The tech initiative was one of the few positives to emerge from a crisis that left 1,300 people dead and 600,000 more homeless. The Kenyan startup has since been used all over the world from mapping temporary office locations during superstorm Sandy in the US to improving public transport systems in Beijing. Now the crowd-sourcing and crisis mapping venture returns home for possibly its greatest test.
“You (the media) can't be everywhere but the crowd is everywhere,” said Ms Rotich.
Ushahidi's election project aims to take tens of thousands of SMS reports and turn them into live maps, bulletins and in some cases report incidents to the police. They are also overseeing Umati (Swahili for crowd), which has volunteers scanning Kenya's lively social media for any signs of hate speech, while members of the public can flag incitement by sending a free of charge text message.
During a referendum vote two years ago they launched the Nipe Ukweli (Gimme Truth) campaign. When a false rumour spread that some Kenyans were burning churches a young activist tweeted a photograph of one of the unharmed churches with the words "stop the lying."
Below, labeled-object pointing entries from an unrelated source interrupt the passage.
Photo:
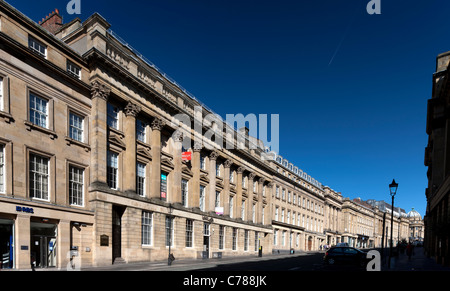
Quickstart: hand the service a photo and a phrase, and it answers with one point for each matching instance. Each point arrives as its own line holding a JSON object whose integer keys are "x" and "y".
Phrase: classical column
{"x": 99, "y": 132}
{"x": 249, "y": 203}
{"x": 129, "y": 162}
{"x": 209, "y": 199}
{"x": 259, "y": 203}
{"x": 224, "y": 199}
{"x": 176, "y": 174}
{"x": 268, "y": 211}
{"x": 155, "y": 176}
{"x": 194, "y": 189}
{"x": 238, "y": 197}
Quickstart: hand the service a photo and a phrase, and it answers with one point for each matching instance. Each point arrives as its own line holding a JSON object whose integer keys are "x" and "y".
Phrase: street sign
{"x": 186, "y": 156}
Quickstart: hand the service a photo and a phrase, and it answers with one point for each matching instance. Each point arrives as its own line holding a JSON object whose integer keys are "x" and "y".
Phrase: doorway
{"x": 43, "y": 245}
{"x": 206, "y": 235}
{"x": 6, "y": 244}
{"x": 117, "y": 231}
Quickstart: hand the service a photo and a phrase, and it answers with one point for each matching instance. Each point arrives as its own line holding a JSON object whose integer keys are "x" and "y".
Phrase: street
{"x": 305, "y": 262}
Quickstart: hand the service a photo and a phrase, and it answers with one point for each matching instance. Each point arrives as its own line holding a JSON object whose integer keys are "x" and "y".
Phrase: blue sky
{"x": 351, "y": 88}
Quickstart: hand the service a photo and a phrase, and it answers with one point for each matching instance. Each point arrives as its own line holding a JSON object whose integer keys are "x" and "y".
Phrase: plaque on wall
{"x": 104, "y": 240}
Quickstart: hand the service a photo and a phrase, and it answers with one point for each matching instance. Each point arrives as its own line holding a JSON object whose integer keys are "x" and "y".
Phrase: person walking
{"x": 409, "y": 250}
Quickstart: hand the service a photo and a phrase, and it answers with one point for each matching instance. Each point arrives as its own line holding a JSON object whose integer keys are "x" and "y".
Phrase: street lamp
{"x": 393, "y": 190}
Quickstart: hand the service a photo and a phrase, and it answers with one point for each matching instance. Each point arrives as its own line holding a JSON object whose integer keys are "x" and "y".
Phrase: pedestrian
{"x": 409, "y": 250}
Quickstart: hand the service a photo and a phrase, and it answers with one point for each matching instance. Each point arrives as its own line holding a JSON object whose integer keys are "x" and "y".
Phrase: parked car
{"x": 345, "y": 255}
{"x": 342, "y": 245}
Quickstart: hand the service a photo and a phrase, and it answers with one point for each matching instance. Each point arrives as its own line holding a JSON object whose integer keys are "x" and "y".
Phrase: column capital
{"x": 178, "y": 136}
{"x": 228, "y": 163}
{"x": 213, "y": 155}
{"x": 132, "y": 109}
{"x": 197, "y": 146}
{"x": 157, "y": 124}
{"x": 99, "y": 90}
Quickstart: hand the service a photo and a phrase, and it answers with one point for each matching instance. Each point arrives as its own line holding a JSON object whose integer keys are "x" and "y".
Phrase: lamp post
{"x": 393, "y": 190}
{"x": 171, "y": 257}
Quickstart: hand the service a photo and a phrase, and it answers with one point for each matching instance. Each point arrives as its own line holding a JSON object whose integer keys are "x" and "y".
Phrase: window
{"x": 169, "y": 231}
{"x": 76, "y": 127}
{"x": 189, "y": 233}
{"x": 39, "y": 177}
{"x": 202, "y": 198}
{"x": 1, "y": 94}
{"x": 231, "y": 206}
{"x": 113, "y": 116}
{"x": 217, "y": 201}
{"x": 246, "y": 240}
{"x": 234, "y": 242}
{"x": 218, "y": 170}
{"x": 2, "y": 168}
{"x": 254, "y": 213}
{"x": 184, "y": 192}
{"x": 37, "y": 47}
{"x": 38, "y": 111}
{"x": 147, "y": 223}
{"x": 113, "y": 169}
{"x": 140, "y": 179}
{"x": 202, "y": 162}
{"x": 221, "y": 236}
{"x": 73, "y": 69}
{"x": 76, "y": 186}
{"x": 262, "y": 215}
{"x": 140, "y": 130}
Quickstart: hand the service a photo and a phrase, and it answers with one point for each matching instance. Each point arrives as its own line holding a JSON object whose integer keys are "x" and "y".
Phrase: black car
{"x": 345, "y": 255}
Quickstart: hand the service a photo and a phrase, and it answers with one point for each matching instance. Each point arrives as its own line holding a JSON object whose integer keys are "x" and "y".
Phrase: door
{"x": 117, "y": 232}
{"x": 206, "y": 234}
{"x": 43, "y": 251}
{"x": 205, "y": 247}
{"x": 43, "y": 244}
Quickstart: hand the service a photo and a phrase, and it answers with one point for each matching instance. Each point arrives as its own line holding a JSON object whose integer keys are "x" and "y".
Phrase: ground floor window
{"x": 189, "y": 232}
{"x": 146, "y": 228}
{"x": 6, "y": 244}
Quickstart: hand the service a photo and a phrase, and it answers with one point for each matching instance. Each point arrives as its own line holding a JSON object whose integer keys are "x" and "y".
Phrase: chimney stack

Hopes that the country might move beyond the tribal politics that blighted the last election have evaporated. The election will be won by one of two clearly ethnic alliances whose presidential hopefuls drawn from the same pool of politicians who oversaw the chaos in 2008. On one side is Prime Minister Raila Odinga, who most observers agree narrowly won the last election but had to settle for the junior role in a power-sharing government. One the other is Uhuru Kenyatta, the son of Kenya's founding president, who is due to stand trial at the ICC for his alleged part in the post-election violence of 2008.
In this context Ms Rotich remains realistic about the limits of technology in preventing intercommunal unrest: “We can at least show that there are Kenyans whose reality is not tribal.”